KPTI (conceptually based on KAISER) prevents Meltdown by preventing most protected locations from being mapped to user space.

AMD x86 processors are not currently known to be affected by Meltdown and don't need KPTI to mitigate them. However, AMD processors are still susceptible to KASLR bypass when KPTI is disabled.

== Implementation ==
KPTI fixes these leaks by separating user-space and kernel-space page tables entirely. One set of page tables includes both kernel-space and user-space addresses same as before, but it is only used when the system is running in kernel mode. The second set of page tables for use in user mode contains a copy of user-space and a minimal set of kernel-space mappings that provides the information needed to enter or exit system calls, interrupts and exceptions.

On processors that support the process-context identifiers (PCID), a translation lookaside buffer (TLB) flush can be avoided, but even then it comes at a significant performance cost, particularly in syscall-heavy and interrupt-heavy workloads.

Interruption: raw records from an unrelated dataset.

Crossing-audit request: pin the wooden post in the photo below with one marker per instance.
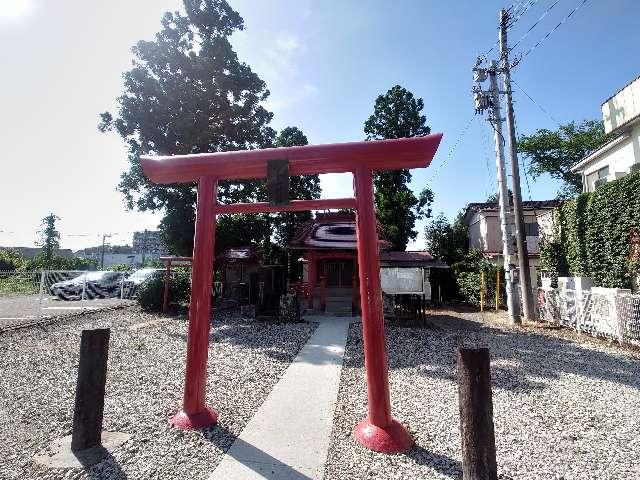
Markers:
(167, 280)
(476, 415)
(497, 290)
(92, 377)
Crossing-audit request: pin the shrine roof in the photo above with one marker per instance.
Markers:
(331, 230)
(239, 255)
(420, 258)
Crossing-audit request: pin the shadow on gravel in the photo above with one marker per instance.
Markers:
(250, 456)
(275, 339)
(520, 360)
(107, 468)
(440, 463)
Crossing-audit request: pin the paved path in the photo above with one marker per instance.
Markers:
(289, 435)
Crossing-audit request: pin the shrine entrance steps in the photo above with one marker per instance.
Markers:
(288, 437)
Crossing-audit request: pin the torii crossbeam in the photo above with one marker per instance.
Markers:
(379, 431)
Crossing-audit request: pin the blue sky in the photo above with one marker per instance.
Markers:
(324, 62)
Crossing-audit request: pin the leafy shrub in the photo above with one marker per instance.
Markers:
(468, 275)
(593, 231)
(151, 292)
(57, 262)
(11, 259)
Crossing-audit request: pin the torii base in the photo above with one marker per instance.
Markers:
(393, 439)
(184, 421)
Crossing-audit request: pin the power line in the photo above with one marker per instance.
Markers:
(564, 20)
(545, 13)
(452, 149)
(519, 9)
(536, 103)
(518, 15)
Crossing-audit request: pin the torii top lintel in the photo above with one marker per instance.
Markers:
(393, 154)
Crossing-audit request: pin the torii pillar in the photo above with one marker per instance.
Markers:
(378, 431)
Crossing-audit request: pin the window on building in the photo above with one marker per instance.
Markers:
(531, 229)
(597, 175)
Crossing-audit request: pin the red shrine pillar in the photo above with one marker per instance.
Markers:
(311, 271)
(379, 431)
(195, 413)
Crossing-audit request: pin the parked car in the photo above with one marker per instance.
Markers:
(133, 281)
(95, 284)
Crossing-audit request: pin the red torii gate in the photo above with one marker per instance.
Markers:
(379, 431)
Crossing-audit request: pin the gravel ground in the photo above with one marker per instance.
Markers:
(23, 309)
(565, 407)
(144, 387)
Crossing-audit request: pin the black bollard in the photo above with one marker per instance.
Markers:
(476, 415)
(92, 376)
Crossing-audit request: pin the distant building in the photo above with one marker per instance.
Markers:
(31, 252)
(149, 242)
(485, 233)
(621, 154)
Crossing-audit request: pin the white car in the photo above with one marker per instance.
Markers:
(133, 281)
(95, 285)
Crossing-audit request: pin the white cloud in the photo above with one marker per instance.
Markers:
(287, 43)
(278, 103)
(336, 185)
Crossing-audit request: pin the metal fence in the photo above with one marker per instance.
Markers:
(609, 315)
(33, 296)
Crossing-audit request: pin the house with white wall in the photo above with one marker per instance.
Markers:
(621, 154)
(484, 232)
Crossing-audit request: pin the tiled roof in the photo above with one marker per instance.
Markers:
(415, 258)
(333, 230)
(239, 255)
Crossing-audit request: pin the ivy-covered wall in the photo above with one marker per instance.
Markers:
(592, 234)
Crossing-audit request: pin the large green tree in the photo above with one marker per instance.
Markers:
(300, 188)
(445, 240)
(49, 237)
(397, 114)
(556, 151)
(189, 93)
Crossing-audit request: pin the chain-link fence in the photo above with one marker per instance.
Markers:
(602, 314)
(30, 297)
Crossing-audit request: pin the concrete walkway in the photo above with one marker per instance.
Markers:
(289, 435)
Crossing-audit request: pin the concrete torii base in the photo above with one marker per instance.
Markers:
(63, 457)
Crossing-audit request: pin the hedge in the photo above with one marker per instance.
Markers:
(592, 234)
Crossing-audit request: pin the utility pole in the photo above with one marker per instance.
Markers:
(490, 100)
(104, 236)
(521, 239)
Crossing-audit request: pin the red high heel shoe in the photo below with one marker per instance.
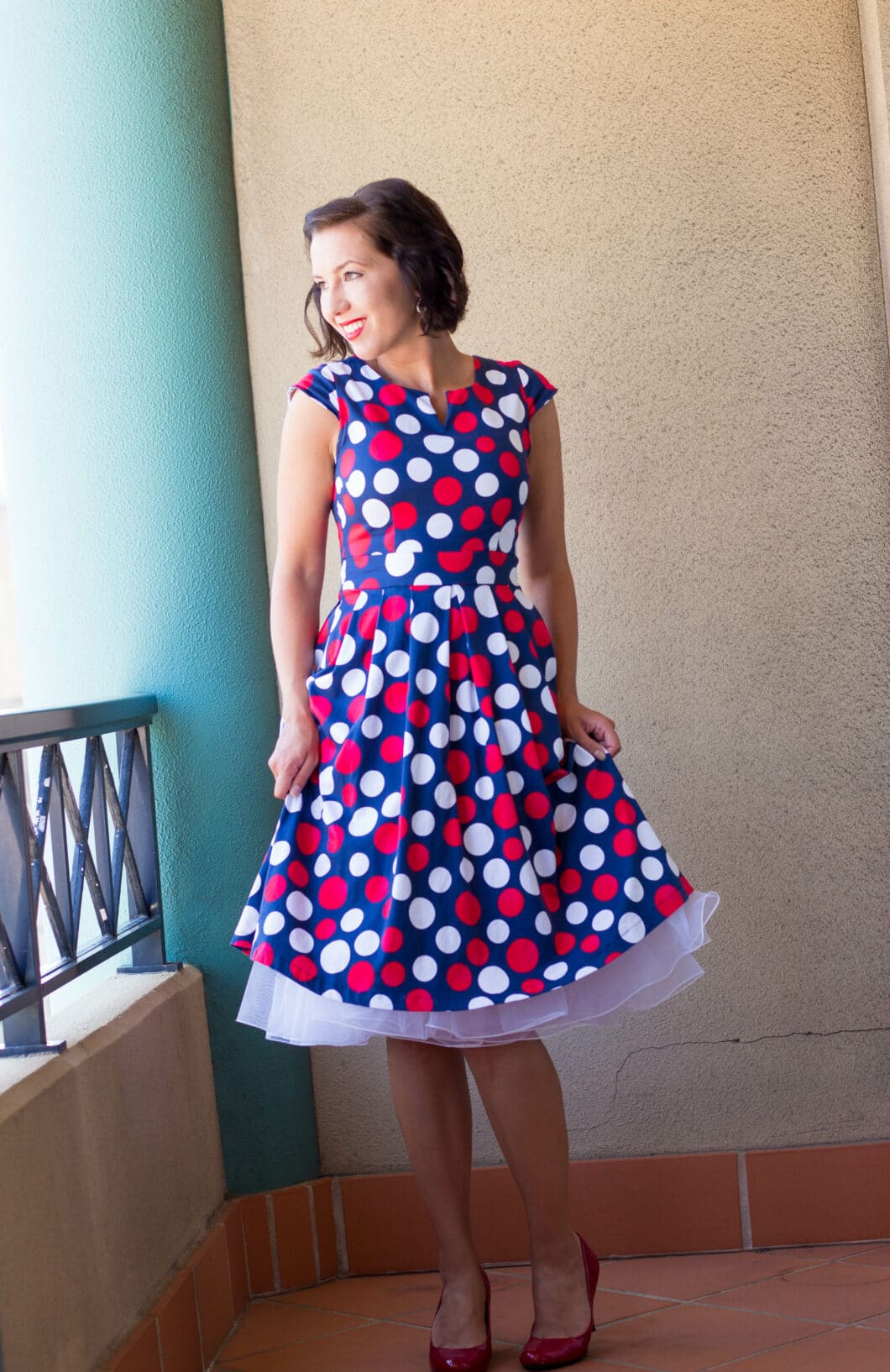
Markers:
(556, 1353)
(463, 1360)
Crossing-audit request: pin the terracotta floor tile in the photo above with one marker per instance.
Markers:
(268, 1324)
(411, 1296)
(691, 1338)
(851, 1349)
(377, 1348)
(688, 1276)
(878, 1322)
(834, 1291)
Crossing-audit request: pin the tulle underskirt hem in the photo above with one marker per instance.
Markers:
(647, 974)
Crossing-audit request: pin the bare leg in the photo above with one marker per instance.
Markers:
(523, 1097)
(432, 1102)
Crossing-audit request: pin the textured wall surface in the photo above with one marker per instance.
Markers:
(130, 458)
(669, 210)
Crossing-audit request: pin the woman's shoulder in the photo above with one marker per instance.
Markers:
(324, 382)
(537, 389)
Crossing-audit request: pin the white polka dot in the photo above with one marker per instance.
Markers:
(497, 873)
(335, 956)
(364, 820)
(424, 967)
(448, 939)
(509, 736)
(564, 818)
(299, 906)
(421, 913)
(647, 835)
(631, 926)
(247, 924)
(478, 839)
(424, 627)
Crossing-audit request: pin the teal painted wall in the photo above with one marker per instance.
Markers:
(128, 428)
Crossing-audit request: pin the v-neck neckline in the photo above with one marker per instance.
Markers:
(413, 390)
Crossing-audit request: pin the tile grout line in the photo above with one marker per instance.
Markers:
(745, 1209)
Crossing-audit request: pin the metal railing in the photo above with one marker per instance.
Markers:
(48, 933)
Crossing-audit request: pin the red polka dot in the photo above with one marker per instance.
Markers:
(599, 783)
(385, 446)
(458, 976)
(448, 490)
(275, 888)
(332, 892)
(307, 837)
(418, 999)
(350, 757)
(605, 888)
(668, 899)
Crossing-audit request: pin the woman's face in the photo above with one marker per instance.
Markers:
(363, 296)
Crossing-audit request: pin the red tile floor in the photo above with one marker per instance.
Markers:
(814, 1309)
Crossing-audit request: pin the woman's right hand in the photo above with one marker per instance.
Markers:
(296, 752)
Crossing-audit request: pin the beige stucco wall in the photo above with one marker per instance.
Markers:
(668, 209)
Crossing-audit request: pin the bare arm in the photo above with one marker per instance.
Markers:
(303, 506)
(545, 569)
(546, 578)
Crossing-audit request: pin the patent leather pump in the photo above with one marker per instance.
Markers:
(463, 1360)
(556, 1353)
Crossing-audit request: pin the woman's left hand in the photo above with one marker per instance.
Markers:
(589, 727)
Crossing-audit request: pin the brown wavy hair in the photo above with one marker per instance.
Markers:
(411, 228)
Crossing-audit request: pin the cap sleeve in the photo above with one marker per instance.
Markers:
(537, 389)
(322, 385)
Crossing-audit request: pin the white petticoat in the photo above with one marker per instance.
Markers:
(647, 974)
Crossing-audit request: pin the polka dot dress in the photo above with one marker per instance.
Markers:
(454, 869)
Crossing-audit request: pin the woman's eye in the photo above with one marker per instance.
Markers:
(322, 285)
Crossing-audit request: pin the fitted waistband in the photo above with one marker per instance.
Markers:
(424, 568)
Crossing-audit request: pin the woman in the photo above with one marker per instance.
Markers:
(458, 865)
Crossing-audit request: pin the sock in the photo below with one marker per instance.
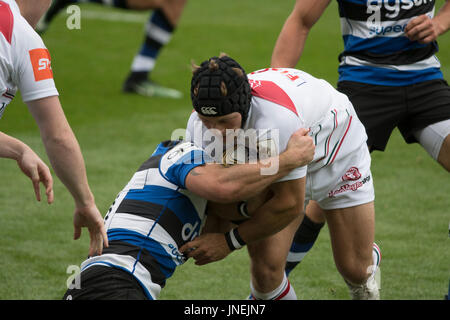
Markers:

The overhead was measured to be 0.28% according to KAISER's original authors; a Linux developer measured it to be roughly 5% for most workloads and up to 30% in some cases, even with the PCID optimization; for database engine PostgreSQL the impact on read-only tests on an Intel Skylake processor was 7–17% (or 16–23% without PCID), while a full benchmark lost 13–19% (Coffee Lake vs. Broadwell-E). Many benchmarks have been done by Phoronix, Redis slowed by 6–7%. Linux kernel compilation slowed down by 5% on Haswell.

KPTI can partially be disabled with the "nopti" kernel boot option. Also provisions were created to disable KPTI if newer processors fix the information leaks.